Tuesday, June 24, 2008

Film #55: Sharky's Machine

All Atlantans of a certain age have a soft spot for this Burt Reynolds movie that, like it or not, remains one of the best ones ever shot in the ATL. I think it's a lotta fun and probably Reynolds' finest directorial outing. It's adapted from Georgia author William Diehl's best seller
about Tom Sharky, an Atlanta homicide detective obsessively tracking a local mobster (a slimy Vittorio Gassman). He keeps on with this even after being busted down to the city's seedy vice department, where Sharky starts recruiting members of his machine (including old guy Brian Keith, goofy technician Richard Libertini, vice chief Charles Durning, mousy forensics expert John Fiedler, and cool black dude Bernie Casey). Beautiful British model Rachel Ward made her feature film debut playing Gassman's premier $1000-a-night call girl (with whom Reynolds naturally falls in love). The scenes with the Machine provide a lot of good comic relief that matches nicely with the more violent portions of the film (highlighted by a deliciously over-the-top bad-guy turn from coke-snortin' Henry Silva).

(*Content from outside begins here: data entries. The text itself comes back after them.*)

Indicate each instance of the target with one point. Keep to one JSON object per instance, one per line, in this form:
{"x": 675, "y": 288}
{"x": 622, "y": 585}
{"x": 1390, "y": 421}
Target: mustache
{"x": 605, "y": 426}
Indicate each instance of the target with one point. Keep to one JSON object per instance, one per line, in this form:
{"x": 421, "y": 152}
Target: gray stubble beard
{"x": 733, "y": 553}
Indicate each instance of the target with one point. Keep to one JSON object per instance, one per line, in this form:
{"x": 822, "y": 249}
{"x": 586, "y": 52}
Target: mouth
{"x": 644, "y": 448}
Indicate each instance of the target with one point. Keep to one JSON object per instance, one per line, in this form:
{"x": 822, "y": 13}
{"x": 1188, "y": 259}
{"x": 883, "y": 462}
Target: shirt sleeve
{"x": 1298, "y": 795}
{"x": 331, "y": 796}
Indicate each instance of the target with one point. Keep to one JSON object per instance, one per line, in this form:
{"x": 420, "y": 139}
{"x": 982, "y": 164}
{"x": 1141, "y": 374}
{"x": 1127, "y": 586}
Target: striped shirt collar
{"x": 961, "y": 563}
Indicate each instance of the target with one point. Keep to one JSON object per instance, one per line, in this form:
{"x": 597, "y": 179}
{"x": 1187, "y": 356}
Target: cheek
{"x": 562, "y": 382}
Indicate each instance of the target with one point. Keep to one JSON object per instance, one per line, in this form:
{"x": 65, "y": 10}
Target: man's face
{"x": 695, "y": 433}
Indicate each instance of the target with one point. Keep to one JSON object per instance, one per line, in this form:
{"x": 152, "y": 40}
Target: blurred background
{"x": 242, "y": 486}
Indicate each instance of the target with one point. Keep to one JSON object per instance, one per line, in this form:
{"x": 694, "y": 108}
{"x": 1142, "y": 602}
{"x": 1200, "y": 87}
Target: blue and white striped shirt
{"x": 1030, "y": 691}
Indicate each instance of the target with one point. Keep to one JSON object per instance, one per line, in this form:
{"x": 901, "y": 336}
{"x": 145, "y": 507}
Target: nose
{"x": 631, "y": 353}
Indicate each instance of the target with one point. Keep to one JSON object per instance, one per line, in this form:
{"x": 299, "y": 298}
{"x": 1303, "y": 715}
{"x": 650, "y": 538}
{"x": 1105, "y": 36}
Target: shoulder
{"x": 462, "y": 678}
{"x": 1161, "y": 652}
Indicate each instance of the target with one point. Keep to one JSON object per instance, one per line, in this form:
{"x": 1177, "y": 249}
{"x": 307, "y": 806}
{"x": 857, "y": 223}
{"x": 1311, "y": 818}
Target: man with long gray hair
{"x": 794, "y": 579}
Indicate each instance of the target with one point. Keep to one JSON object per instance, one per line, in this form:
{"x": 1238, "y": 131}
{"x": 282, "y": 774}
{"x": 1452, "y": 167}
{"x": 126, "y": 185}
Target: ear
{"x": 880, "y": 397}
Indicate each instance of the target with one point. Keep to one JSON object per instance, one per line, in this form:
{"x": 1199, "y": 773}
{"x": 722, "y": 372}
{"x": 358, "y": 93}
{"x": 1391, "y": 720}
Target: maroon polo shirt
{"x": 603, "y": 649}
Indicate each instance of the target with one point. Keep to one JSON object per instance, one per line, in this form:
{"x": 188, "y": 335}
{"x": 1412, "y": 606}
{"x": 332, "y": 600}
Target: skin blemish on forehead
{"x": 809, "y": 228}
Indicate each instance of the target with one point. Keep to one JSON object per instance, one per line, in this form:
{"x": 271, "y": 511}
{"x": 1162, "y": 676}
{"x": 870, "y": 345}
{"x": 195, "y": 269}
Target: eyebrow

A former Georgia native, Burt Reynolds has an affinity for Atlanta that shines right through on Sharky's Machine. The city's 1982-era locations are put to optimal use, from the opening shootout outside City Hall to
the climactic race to the top of the 72-story Peachtree Plaza Hotel (the closing scene features a stunt by Dar Robinson that still holds the record for longest free-fall stunt in motion picture history). The opening image of the hotel, set to Randy Crawford's "Street Life," gives me chills especially when the helicopter shot centers in on a tough Reynolds navigating the city's train tracks. Sharky's Machine looks good, having been
photographed by William A. Fraker (1941, WarGames), and it sounds good, too, scored with an energetic collection of jazz standards and originals by Mel Torme, Sarah Vaughn, Peggy Lee, and The Manhattan Transfer. Violent yet often quite funny, I think Sharky's Machine has had a big influence on Quentin Tarantino, for one; it's filled with the sort of cheeky banter and bravado that runs all through his films (plus he used "Street Life" as a song in Jackie Brown). I'm curious to see if anyone out there agrees that it must be a Tarantino favorite. Just look at this clip and tell me this doesn't feel like something Q.T. ate up as a kid.

1 comment:

  1. It's one of my all-time favorite movies. So much so that I once recorded the entire audio track onto cassettes so I could listen to the movie on my weekly 2-hour drives between 2 towns.